婚約破棄されたので薬師になったら、公爵様の溺愛が待っていました
できるだけ丁寧に血を落としていく。

(手当の仕方を習っておいてよかった)

知識だけで経験が不足しているため手元はおぼつかないが、それでもどうすればいいのか手順はわかる。

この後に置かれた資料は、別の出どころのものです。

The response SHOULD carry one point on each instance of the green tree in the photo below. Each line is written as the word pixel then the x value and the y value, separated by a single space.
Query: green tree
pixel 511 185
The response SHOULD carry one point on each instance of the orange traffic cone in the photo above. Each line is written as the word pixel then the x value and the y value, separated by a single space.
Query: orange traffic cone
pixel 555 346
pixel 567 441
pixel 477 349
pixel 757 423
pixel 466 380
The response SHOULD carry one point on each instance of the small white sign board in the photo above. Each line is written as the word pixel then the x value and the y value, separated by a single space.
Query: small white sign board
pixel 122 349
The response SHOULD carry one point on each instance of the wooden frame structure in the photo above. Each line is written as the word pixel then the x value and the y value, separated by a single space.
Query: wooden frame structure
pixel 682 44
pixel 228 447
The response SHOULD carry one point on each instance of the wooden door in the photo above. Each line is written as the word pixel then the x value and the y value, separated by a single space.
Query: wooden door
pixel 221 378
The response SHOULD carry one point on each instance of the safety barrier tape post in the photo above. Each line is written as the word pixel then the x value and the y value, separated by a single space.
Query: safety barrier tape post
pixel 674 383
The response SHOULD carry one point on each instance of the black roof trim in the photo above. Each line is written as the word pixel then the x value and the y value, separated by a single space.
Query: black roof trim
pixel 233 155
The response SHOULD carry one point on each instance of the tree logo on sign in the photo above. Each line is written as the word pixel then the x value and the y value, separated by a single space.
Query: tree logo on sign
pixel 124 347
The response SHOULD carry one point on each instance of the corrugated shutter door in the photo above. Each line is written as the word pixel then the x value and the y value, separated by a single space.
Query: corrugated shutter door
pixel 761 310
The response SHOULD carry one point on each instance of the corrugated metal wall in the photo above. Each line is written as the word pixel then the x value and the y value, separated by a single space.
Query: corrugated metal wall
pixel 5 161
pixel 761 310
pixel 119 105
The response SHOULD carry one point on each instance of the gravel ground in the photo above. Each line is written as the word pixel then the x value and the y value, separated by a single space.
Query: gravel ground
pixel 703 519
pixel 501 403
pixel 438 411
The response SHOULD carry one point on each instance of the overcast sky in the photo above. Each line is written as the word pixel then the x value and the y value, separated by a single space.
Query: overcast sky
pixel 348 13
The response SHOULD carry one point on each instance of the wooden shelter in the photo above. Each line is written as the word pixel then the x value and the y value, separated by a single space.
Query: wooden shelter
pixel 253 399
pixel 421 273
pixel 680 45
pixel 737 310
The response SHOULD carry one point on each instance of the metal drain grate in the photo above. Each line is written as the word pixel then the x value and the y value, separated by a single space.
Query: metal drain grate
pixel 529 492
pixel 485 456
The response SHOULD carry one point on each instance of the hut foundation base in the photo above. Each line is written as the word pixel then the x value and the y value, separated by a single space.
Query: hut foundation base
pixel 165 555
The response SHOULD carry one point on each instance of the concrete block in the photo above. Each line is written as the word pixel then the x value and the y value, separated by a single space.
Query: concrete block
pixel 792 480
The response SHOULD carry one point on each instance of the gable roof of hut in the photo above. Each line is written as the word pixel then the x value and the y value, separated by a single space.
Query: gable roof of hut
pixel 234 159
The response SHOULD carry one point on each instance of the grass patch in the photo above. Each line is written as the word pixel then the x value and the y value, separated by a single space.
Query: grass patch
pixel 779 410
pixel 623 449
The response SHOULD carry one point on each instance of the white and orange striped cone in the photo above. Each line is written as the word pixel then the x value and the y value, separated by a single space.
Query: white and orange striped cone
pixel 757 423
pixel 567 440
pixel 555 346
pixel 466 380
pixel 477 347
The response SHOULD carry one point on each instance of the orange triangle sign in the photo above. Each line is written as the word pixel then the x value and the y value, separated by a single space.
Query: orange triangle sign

傷口を綺麗にした後は、傷薬を塗る。これはアレクシアが作ったものだ。

薬の瓶を手にしたとき、ふと不安になった。

「どうした?」

メイナードが訝しそうにする。

「先ほど治癒魔法が効かなかったのは、なぜでしょうか」

「俺にも分からない。城に帰ったらルーサーに聞いてみよう。あいつは魔法についてかなり詳しい」

「はい。それからこの薬なんですが私が作ったものなんです。つまり私の魔力が少し入っているのです。これを旦那様に使って大丈夫か心配です」

治癒魔法が害になったのだから、同じ魔力入りの薬もよくないのではないか。

メイナードは今度はしばらく考えてから、口を開いた。

「塗ってみてくれ。異変があったら言う」

「いいのですか?」

「ああ。薬も使えないのかはっきりさせるためにも、今確かめておきたい」

「……分かりました。では初めは少しだけ」

アレクシアは薬を少量、小さな木べらに取りメイナードの傷口にそっと塗る。

「どうですか?」

心配で恐る恐る問いかける。

「なんともない」

「本当に?」

「ああ、さっき感じたような衝撃はまったくない」

彼の表情を見ても無理しているようには思えない。